We all remember building stick forts as kids. The North Carolina-based sculptor, Patrick Dougherty takes this childhood fascination to a whole new level by constructing larger-than-life stick sculptures that visitors can literally step into. His newest exhibit, Stickwork, which he started building Aug. 10, opens at the Holden Arboretum Aug. 29. More than 30 years and 300 sculptures after his original, Dougherty has evolved his craft of using tree saplings as his medium. “I just threw myself into trying to make larger pieces and make it stay together without having to tie or wire them, but just weaving them together,” he says. We spoke to Dougherty about his path as an artist, his process behind the work and what gives him inspiration.
Q. How did you get your start?
A. I started in the early ’80s. I went back to school in my early 30s, and decided I wanted to be a sculptor. Before that I had been in health administration and just realized that I loved to make things. I went back to the University of North Carolina for two years for my postgraduate education. Then, I sort of self-declared that I was a sculptor and have been able to find work. I’ve had about 30 years of working every day, so after a while it gets to be your life.
Q. Why did you choose this as your medium?
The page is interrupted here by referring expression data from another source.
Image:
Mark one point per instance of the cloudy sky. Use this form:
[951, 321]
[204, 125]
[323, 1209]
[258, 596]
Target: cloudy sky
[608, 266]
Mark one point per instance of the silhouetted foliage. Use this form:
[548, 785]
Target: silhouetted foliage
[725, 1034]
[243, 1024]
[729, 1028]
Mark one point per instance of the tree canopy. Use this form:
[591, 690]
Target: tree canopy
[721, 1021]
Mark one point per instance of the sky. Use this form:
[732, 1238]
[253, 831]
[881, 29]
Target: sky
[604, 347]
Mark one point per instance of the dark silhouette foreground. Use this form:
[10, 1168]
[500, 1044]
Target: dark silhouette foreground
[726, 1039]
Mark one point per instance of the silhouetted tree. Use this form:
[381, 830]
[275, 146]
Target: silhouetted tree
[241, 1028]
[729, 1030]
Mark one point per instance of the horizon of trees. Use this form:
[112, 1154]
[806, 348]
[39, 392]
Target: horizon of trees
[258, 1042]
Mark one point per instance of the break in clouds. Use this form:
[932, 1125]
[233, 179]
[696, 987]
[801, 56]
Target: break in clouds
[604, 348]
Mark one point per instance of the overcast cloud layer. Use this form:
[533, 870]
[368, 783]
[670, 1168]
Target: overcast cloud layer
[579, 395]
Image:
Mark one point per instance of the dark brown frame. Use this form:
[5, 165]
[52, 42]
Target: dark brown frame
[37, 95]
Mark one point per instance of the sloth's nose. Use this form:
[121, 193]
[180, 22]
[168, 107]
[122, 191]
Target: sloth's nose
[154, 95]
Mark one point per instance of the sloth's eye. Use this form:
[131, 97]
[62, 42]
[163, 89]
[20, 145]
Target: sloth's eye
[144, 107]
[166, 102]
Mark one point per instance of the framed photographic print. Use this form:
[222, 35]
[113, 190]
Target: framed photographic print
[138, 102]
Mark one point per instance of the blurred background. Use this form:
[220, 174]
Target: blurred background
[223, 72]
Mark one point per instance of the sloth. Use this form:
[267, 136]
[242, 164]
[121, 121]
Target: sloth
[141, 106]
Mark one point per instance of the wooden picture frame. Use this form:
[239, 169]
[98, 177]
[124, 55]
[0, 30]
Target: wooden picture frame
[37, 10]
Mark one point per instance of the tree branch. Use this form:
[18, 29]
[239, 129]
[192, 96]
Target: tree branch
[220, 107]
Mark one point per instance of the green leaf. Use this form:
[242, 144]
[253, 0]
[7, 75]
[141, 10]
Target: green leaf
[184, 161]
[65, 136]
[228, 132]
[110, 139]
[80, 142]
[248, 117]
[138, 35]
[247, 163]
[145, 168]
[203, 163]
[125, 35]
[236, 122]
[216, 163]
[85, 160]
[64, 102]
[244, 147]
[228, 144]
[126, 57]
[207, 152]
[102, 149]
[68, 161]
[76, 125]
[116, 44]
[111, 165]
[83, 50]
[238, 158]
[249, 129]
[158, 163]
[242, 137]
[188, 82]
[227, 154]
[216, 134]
A. When you start as an artist, you’re really not clear what you’re doing, so you just kind of thrash around and try to make some various art. I decided I would use sticks. Only after I started using them did I realize there was a lot of tradition using sticks, from basket making to flower arranging to all kinds of furniture making and building houses, where the guts were made of saplings in the medieval times. There were lots of ways people were using them, of course, in indigenous tribes. Birds, apes and other beings used saplings as well. Immediately I saw there was a big interest in this material.
Q. Has your sculpting evolved since you started?
A. It’s evolved quite a bit. One, you’re able to do things you never have imagined doing because you’ve done a lot more technique, in terms of how to work with the material and how to problem-solve all the things that come up. The other thing is you explore lots of ideas over a period of time that give you more starting points for trying something else. Every person has played with sticks when they were children, and so we all know kind of inherently something about this material.